張躍然認為,組織、動員校園運動和社會運動本身就讓人很有焦慮感。「這些困難是非常非常可見的,」他說,「你今天是說服了一個人還是兩個人,還是沒有說服任何一個人,或者有一個人從yes變成no了,這種事情都是非常明明白白的擺在那兒的,當然讓你很焦慮。」
但令人欣慰的是,相對於哥大來說,哈佛對於研究生工會的態度溫和不少。
在工會成立之後,哈佛大學發言人Anna G. Cowenhove發出了一封致賀郵件,稱學校「欣賞學生對這一重要事件的積極參與。」
張躍然把學校的溫和態度歸結於2016年10月的食堂工人罷工三周對學校造成的衝擊,以及哈佛即將在7月進行的校長換屆。
「在這種情況下,如果哈佛拒絕和工會談判是違法的,」他說,「當然,哈佛也可以選擇違法,但是在校長換屆的這個檔口,你選擇違法這麼一個非常有爭議的事情,可能也不太好,所以哈佛校方就想到了一個更安全、穩妥的路線,就是和我們談判。」
目前,初成立的哈佛研究生工會還在過渡期,他們正籌備選舉出一個由學生組成的集體談判代表委員會,和校方談判統一勞工合同的相關事宜。
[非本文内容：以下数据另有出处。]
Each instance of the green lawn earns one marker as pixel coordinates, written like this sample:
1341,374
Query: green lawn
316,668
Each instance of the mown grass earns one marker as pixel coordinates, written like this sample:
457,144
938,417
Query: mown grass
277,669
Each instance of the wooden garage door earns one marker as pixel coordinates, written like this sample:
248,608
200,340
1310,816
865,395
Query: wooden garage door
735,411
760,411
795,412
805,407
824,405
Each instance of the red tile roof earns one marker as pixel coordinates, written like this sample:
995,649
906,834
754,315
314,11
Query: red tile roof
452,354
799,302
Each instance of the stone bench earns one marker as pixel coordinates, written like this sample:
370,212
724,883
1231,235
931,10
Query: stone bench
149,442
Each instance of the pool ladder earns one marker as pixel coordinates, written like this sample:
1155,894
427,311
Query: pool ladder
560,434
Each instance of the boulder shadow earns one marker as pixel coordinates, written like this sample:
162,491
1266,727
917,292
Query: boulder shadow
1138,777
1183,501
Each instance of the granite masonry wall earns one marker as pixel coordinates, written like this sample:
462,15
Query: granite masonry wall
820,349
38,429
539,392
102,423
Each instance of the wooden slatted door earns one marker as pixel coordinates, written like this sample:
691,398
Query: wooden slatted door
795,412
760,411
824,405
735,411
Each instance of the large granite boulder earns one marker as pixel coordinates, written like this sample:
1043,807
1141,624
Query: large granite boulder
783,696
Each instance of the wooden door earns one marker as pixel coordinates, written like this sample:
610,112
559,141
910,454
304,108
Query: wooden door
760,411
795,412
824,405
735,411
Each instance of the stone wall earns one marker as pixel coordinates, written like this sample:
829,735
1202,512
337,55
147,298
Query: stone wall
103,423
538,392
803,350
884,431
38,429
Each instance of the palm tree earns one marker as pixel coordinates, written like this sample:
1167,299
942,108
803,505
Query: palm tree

在未來,工會將能夠代表所有在哈佛有助研助教職位的研究生。
馬克思主義的實踐?
雖然哥倫比亞大學認為學校和研究生的關係應該止步於師生關係,但張躍然並不這麼認為。
「如果學生是付出勞動,獲得薪水的話,那當然最本質上是勞動關係,顯然是僱員和僱主的關係,」他說。
馬克思主義理論中最經典的論述之一,就是在資本主義邏輯中,工人或無產階級受僱於擁有生產資料的資本家,並被資本剝削和壓迫。工會就是給予工人力量、並團結工人的組織。
「工會組織的初衷並不是讓工人們享有某種權利,而是讓工人們在這個權力不平等的勞工關係中獲得更大的談判力量(Negotiating power)」,李一帆說。
「張躍然對這句話表示贊同,他說:「工會就是工人們團結起來爭取權益的組織。具體爭取什麼權益當然是次要的事情,主要的事情就是團結起來。有句老話叫』團結就是力量』,首先是因為你們團結了,於是你們有力量。」
雖然都長期參與工會活動,但是張躍然和李一帆對於能否把工會看作一種馬克思主義的實踐看法不一。
「馬克思主義涉及很多種方面,但是關於馬克思主義的一些談論人和社會的一些哲學我是特別同情的,」李一帆說,「他其實是激勵了很多人去參與工人運動,然後的確也有指導工人運動。」
但張躍然認為,工會只是馬克思主義實踐的一個方面,甚至都未必和理論結合得多麼緊密。
「工會運動說和馬克思主義有關也有關,但是說它沒關也沒關。有關是因為勞工要團結起來,勞工有力量,這是整個馬克思主義理論一個非常基本、核心的點,」張躍然說。
然而,相對於馬克思最終希望達到的無產階級革命,張躍然認為高校的工會運動遠遠沒有激進到如此地步,也和馬克思的政治願景並不完全相符。「在美國目前語境下,工會確實不是一個革命性的東西,他就是一個非常改良主義的東西,」他說。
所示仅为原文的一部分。